Dreams are internal manifestations of our thoughts, hopes, fears, and conflicts. They provide us with a stage upon which to examine our issues from the various viewpoints of our self-segments, and, most important, they often offer us creative solutions to dilemmas -- solutions that have eluded our conscious mind.

Key #10. Create a Dream-Sharing Ritual

Create a morning dream ritual. Make it as simple or as complex as you choose. For example, Linda's mother created a morning dream ritual for her family simply by encouraging everyone to talk about his or her dreams during breakfast. Even if you live alone and have no built-in dream partners, you can still create meaningful rituals. One way is to bring your dreams to work and share them with an interested co-worker. You could also call or email a friend. The feedback we get from interested dream partners can provide valuable insights into our relationships and our inner psyches.

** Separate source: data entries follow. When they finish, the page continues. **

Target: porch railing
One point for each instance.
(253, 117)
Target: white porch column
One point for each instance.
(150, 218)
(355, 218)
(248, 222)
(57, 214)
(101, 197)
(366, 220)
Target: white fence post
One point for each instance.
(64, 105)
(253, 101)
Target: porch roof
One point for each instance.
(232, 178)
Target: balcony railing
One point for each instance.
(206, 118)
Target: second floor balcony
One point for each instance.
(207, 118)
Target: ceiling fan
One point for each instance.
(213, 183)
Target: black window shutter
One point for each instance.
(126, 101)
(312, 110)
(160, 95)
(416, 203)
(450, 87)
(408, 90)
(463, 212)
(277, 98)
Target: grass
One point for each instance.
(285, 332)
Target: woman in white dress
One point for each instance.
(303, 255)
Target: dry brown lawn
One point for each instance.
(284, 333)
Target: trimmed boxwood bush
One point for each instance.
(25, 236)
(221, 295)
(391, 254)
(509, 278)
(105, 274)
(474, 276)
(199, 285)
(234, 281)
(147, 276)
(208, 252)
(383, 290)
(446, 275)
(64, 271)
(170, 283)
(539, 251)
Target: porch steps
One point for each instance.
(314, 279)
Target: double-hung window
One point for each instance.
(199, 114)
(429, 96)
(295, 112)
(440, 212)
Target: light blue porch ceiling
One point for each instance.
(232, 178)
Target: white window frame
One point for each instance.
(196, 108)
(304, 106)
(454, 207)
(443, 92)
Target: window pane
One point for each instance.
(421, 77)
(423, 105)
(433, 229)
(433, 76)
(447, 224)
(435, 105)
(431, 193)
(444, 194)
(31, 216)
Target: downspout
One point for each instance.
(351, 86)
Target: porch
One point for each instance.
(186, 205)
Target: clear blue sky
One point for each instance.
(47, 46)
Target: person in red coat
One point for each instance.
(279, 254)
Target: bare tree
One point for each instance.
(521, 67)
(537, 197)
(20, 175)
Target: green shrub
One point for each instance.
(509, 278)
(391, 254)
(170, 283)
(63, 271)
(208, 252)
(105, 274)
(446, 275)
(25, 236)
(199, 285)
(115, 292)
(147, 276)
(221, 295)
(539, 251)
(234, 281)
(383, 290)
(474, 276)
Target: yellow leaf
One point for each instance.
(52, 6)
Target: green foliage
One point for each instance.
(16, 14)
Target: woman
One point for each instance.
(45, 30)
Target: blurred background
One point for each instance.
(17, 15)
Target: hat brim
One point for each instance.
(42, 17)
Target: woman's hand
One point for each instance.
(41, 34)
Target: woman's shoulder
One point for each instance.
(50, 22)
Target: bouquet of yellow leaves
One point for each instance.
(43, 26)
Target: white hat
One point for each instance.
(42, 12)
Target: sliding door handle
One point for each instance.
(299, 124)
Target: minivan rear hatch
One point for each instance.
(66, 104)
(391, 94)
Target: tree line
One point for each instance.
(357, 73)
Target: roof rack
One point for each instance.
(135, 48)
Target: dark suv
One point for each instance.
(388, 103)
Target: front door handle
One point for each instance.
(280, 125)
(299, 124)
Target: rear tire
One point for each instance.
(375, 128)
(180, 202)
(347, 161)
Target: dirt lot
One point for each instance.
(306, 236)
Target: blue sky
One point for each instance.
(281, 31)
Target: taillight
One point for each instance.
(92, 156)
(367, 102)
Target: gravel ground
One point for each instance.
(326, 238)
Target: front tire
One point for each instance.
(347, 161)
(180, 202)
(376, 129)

Although all the keys we have discussed are simple, they do require you to change. During your efforts to use these keys, don't become discouraged if you find it difficult to change your old habits to make time for the new activities outlined in the keys. Replacing old habits with new energy patterns is not easy. In order to be successful in changing your habits and installing a new pattern, your desire to work with your dream-self must be strong. The good news is that once you do establish a new pattern, it will become easier and easier for that pattern to take hold. Eventually it will become automatic, and you will gain all the benefit without great effort.